Per sfruttare le opportunità dell’AI, superarne i limiti e rispondere alle sfide etiche, sono fondamentali nuove competenze Stem, ma anche competenze umanistiche, per sostenere il processo di integrazione di saperi e di applicazioni di “intelligenze” differenti.
Cresce dunque l’importanza di osservare l’AI anche attraverso studi filosofici, psicologici, sociali e storici. Che aiutino nella comprensione del contesto, nelle conseguenze morali, sociali e etiche dell’uso dell’AI, nella possibilità di affrontare sfide complesse attraverso approcci multidisciplinari e nell’interazione con gli esseri umani. È l’analisi di Fondazione Randstad AI & Humanities, nata per per studiare e promuovere un contributo delle scienze umanistiche per l’integrazione dell’AI nella vita e nel nostro lavoro.
“L’obiettivo non è solo limitare possibili rischi, quali bias o usi irresponsabili della tecnologia, ma anche sfruttare al meglio le straordinarie opportunità dei servizi portati dall’avanzamento tecnologico” spiega Paola Pisano, presidente dell’Advisory Board, professoressa all’Università di Torino e già ministro per Innovazione Tecnologica e Transizione Digitale. “La Fondazione promuove una convergenza tra etica, scienze umane, economia e innovazione in tutte le sfide che affronterà affinché l’AI sia a beneficio di tutti”.

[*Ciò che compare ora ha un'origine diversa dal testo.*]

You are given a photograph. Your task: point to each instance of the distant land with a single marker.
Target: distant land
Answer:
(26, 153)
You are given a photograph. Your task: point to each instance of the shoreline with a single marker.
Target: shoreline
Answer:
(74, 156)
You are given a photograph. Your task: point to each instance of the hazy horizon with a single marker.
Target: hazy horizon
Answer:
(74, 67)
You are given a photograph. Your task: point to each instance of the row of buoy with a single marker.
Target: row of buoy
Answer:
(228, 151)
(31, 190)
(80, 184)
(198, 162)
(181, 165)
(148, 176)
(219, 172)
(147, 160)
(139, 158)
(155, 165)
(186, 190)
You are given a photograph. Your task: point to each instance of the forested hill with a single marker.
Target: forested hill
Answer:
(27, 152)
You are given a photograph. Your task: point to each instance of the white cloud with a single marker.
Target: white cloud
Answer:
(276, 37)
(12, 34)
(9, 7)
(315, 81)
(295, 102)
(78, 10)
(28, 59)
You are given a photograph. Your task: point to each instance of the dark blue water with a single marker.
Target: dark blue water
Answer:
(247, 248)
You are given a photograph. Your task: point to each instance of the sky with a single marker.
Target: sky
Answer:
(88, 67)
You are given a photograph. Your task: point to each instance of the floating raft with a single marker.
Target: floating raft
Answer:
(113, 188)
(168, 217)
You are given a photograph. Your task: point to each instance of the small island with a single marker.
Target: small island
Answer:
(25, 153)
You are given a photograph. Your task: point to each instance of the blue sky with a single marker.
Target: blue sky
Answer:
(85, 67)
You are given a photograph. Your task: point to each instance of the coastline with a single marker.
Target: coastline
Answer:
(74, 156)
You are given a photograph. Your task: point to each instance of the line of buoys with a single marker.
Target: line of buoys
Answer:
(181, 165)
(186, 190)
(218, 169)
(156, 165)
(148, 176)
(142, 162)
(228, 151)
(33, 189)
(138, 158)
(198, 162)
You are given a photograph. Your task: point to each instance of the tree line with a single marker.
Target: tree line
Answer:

Competenze umanistiche contro i bias
Nell’utilizzo dei sistemi di AI tra i vari “malfunzionamenti” o pregiudizi, si stanno evidenziando fenomeni preoccupanti come il bias sycophancy, il “servilismo delle macchine”. L’AI tende a confermare le convinzioni degli utenti, creando vere e proprie “camere d’eco” digitali. Questo rischio non solo limita l’innovazione, se non integrato con un pensiero critico e umanistico, ma può diffondere pregiudizi o disinformazione.
Alle sfide si aggiungono anche nuovi modelli da poco annunciati, come GenAI e reasoning. Nati per risolvere problemi complessi, aprono le porte a nuove opportunità scientifiche, economiche e sociali per aziende e università. Ma ci sono alcuni compiti (non facili da individuare a priori) non alla portata dell’AI. La quale può rappresentare effettivamente una leva di efficienza, ma per una sua applicazione realmente efficace e personalizzata al contesto di riferimento va affiancata da pensiero critico e umanistico.
Cosa fa Fondazione Randstad AI & Humanities
La fondazione realizzerà indagini su come l’AI stia trasformando il mercato del lavoro e le competenze del futuro. Inoltre, stimolerà un dialogo tra mondo accademico, imprenditoriale e istituzionale attraverso incontri e seminari. Con l’obiettivo di diventare un hub globale per la riflessione critica sull’AI, ha attivato due prime alleanze internazionali:
- Center for the Future of Artificial Intelligence di Cambridge University per promuovere ricerche e scambi accademici sull’impatto dell’AI su lavoro, educazione e società;
- Unesco, attraverso la Queen Mary University of London, per lavorare a progetti interdisciplinari sulle competenze umanistiche nello sviluppo etico e inclusivo dell’AI.
Presidente dell’Advisory Board è appunto Paola Pisano. Ne fanno parte Mirja Cartia d’Asero, amministratrice delegata del Gruppo 24 Ore, Gianni Letta, presidente Civita, Pamela Morassi, capo segreteria del Ministro dell’Economia e delle Finanze, Massimiliano Patacchiola, Senior AI Research Engineer in Tools for Humanity e ricercatore presso Cambridge, Guido Saracco, professore ed ex rettore del Politecnico di Torino, Ersilia Vaudo, Chief Diversity Officer e Special Advisor on Strategic Evolution dell’ESA.
Fabio Costantini, AD di Randstad HR Solutions e Consigliere di Fondazione Randstad AI & Humanities aggiunge che “serve portare la filosofia agli ingegneri e l’ingegneria ai filosofi per utilizzare tecnologie etiche e sostenibili. La fondazione esplorerà le intersezioni tra AI e Humanities per promuovere l’adozione di soluzioni tecnologiche che rispecchino i valori umani fondamentali. Attraverso attività di ricerca, formazione e dialogo con i massimi esperti a livello nazionale e internazionale”.